Neonatal hyperbilirubinemia is treated by a referral to exchange transfusion therapy. Hence, in terms of newborn variables, a strong association between infants who exhibited higher total serum bilirubin levels and a diagnosis of jaundice after birth was expected. Another important resource is phototherapy. This method reduces serum bilirubin levels by photooxidation and by converting bilirubin into water-soluble substances, a process termed photoisomerization. The efficacy of this therapy depends on several factors, including the spectral quality of the emitted light, the irradiance, the exposed area of the newborn and the total serum bilirubin level at the beginning of the exposure.15 The protocol followed by the Institute’s neonatology team during the study period dictated that all infants afflicted with HDFN be referred to phototherapy at an early stage, immediately after birth.23 Therefore, the use of phototherapy was not included as a variable related to exchange transfusion. It was only of interest for establishing the relationship between the duration of phototherapy and severe outcomes and the impact of this relationship on the total duration of hospital stay.
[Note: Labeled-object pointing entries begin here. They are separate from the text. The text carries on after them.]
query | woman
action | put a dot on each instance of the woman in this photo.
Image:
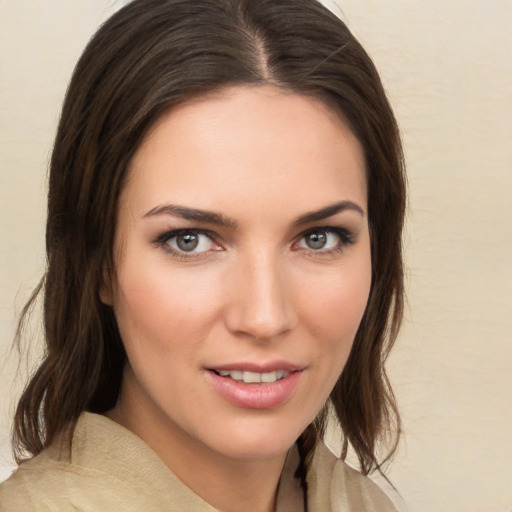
(225, 209)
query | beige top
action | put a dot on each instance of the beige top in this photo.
(110, 469)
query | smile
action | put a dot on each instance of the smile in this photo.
(254, 377)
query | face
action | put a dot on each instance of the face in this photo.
(243, 270)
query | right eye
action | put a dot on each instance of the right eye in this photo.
(190, 242)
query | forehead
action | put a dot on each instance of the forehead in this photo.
(247, 145)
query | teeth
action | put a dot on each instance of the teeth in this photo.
(255, 377)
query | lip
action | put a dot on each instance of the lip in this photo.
(255, 395)
(248, 366)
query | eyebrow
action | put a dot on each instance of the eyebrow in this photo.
(192, 214)
(210, 217)
(328, 211)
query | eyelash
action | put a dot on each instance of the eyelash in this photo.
(345, 239)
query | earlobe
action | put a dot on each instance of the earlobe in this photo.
(105, 291)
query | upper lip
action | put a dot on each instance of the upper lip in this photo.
(247, 366)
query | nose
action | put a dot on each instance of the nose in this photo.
(260, 305)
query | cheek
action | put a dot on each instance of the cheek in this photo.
(154, 305)
(335, 305)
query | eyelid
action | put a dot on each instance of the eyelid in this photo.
(346, 238)
(161, 241)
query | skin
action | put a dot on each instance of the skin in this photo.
(252, 291)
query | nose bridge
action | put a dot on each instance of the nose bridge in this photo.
(261, 306)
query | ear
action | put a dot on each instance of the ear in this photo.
(105, 291)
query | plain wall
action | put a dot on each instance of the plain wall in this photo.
(447, 67)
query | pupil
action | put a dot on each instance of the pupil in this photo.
(316, 240)
(187, 242)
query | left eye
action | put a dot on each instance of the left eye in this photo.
(190, 242)
(320, 240)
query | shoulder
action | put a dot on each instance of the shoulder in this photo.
(104, 467)
(334, 485)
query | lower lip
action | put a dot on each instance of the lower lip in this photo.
(254, 395)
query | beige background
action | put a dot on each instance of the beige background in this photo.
(447, 66)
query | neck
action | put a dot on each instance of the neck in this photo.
(227, 484)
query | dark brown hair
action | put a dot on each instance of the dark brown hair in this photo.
(151, 55)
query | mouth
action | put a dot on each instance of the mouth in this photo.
(250, 377)
(253, 386)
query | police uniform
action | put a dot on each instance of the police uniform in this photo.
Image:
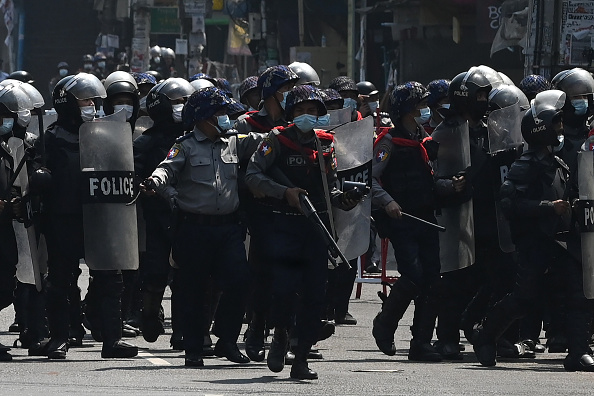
(209, 237)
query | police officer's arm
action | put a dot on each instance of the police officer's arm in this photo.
(248, 143)
(262, 160)
(379, 196)
(167, 171)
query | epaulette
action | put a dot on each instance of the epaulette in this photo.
(183, 137)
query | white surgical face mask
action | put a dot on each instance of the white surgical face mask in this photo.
(177, 112)
(127, 108)
(87, 113)
(143, 104)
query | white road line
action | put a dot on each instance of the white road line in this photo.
(154, 360)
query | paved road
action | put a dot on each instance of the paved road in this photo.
(352, 365)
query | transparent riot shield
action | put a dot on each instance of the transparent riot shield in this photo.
(106, 160)
(585, 218)
(28, 267)
(353, 143)
(456, 244)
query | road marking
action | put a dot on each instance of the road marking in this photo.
(154, 360)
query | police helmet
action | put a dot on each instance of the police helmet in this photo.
(538, 121)
(343, 83)
(534, 84)
(405, 98)
(72, 88)
(273, 78)
(307, 74)
(201, 83)
(304, 93)
(331, 96)
(99, 56)
(247, 85)
(203, 104)
(438, 90)
(574, 82)
(366, 88)
(121, 82)
(158, 77)
(21, 75)
(158, 100)
(16, 101)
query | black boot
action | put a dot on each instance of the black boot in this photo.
(300, 369)
(111, 320)
(152, 327)
(254, 339)
(394, 307)
(278, 350)
(421, 349)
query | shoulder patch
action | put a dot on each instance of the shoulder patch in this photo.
(174, 151)
(184, 137)
(382, 154)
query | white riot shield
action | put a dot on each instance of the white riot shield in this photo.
(107, 164)
(456, 244)
(142, 124)
(28, 267)
(340, 116)
(586, 218)
(353, 143)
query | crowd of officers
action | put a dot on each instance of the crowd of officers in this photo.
(494, 163)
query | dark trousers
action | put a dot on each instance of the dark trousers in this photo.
(299, 268)
(202, 252)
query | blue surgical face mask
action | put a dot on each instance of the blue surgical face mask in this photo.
(283, 103)
(561, 140)
(580, 106)
(425, 115)
(129, 110)
(351, 103)
(224, 122)
(6, 127)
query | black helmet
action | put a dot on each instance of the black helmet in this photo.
(366, 88)
(304, 93)
(343, 83)
(538, 121)
(307, 74)
(158, 100)
(331, 96)
(156, 74)
(247, 85)
(121, 82)
(21, 75)
(72, 88)
(464, 88)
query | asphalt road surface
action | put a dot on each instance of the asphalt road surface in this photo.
(352, 365)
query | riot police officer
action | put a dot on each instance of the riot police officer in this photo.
(297, 253)
(534, 198)
(164, 102)
(403, 181)
(209, 237)
(74, 100)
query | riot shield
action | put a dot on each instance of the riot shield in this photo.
(586, 218)
(504, 128)
(340, 116)
(353, 143)
(106, 160)
(142, 124)
(28, 267)
(456, 244)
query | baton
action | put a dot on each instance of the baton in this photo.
(440, 228)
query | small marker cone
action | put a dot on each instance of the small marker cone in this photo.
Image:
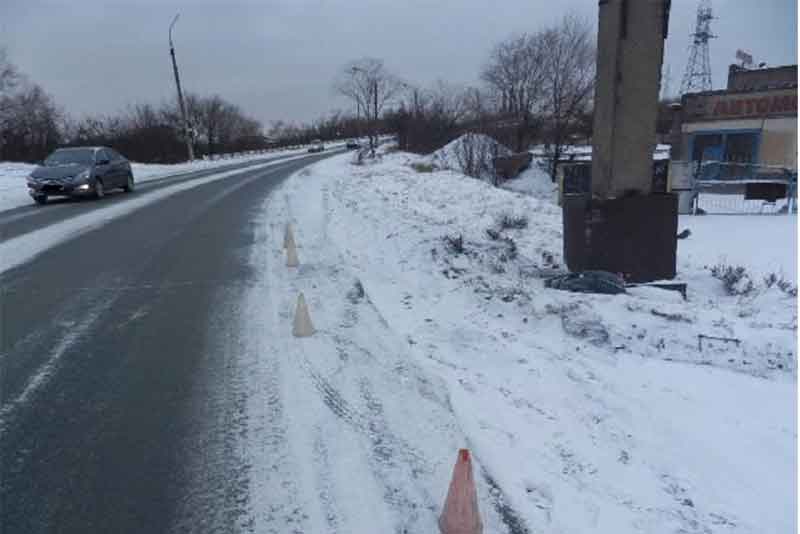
(460, 514)
(302, 320)
(288, 236)
(291, 255)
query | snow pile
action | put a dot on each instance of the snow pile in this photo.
(470, 154)
(631, 413)
(534, 181)
(13, 188)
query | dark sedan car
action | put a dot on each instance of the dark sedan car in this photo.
(74, 172)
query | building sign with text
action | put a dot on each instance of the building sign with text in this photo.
(721, 106)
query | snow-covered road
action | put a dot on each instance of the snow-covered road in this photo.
(584, 413)
(346, 432)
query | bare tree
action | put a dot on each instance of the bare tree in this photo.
(371, 87)
(9, 75)
(569, 82)
(30, 124)
(515, 74)
(515, 71)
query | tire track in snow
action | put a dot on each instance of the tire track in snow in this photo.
(359, 373)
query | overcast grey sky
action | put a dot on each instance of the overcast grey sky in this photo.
(277, 58)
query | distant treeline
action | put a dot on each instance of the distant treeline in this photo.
(32, 124)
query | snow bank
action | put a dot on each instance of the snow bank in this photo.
(470, 154)
(13, 189)
(584, 412)
(534, 181)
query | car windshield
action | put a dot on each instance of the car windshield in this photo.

We observed that infants who were not subjected to exchange transfusion spent more time in phototherapy treatment and exhibited longer total hospital stays. In a previous evaluation of patient flow in our Institute, Sá et al.,24 observed that 50 patients/year exhibited Rh alloimmunization at the first medical appointment. Among them, 25% of the pregnant women or their fetuses required some type of invasive intervention (intrauterine transfusion therapy or exchange transfusion). Furthermore, approximately 90% of the newborns had their discharge delayed because of the need for phototherapy. Another therapeutic resource used during this period was human intravenous immunoglobulin (IVIg), which has been recommended as an alternative therapy. The use of this substance is generally associated with phototherapy for the management of HDFN, with the goal of reducing the need for exchange transfusion.25,26 During the evaluation period for this cohort, a clinical study was conducted at our Institute to assess the efficacy of this type of therapy in reducing the severity of HDFN in infants. However, the study did not show that this technology had an impact on the infants’ outcomes; thus it must not constitute a confounding factor for the obtained results.23

The use of exchange transfusion as a neonatal therapy allows the removal of sensitized fetal red blood cells, circulating maternal antibodies and free bilirubin from the blood of the newborn and restores Rh-antigen-free red blood cells by substituting the newborn’s blood with that of the Rh(D)-negative donor. The introduction of this therapy, together with anti-D prophylaxis, was the factor that had the highest impact on the progression of HDFN. The improvement in prenatal care, together with the advance in available technologies for ante- and postnatal treatment, has led to an important reduction in morbidity and mortality related to maternal alloimmunization. However, the prognosis of these infants can also be severely affected by varying degrees of cerebral paralysis, deafness or a developmental deficit.27 The present study provides relevant information on the influence of prognostic factors related to the severity of HDFN in the cases that were monitored at our referral unit. The results exhibited here provide a valuable contribution to the goal of improving the care provided to this at-risk population in the Brazilian context.



Conflict of interest

The authors declare there is no conflict of interests.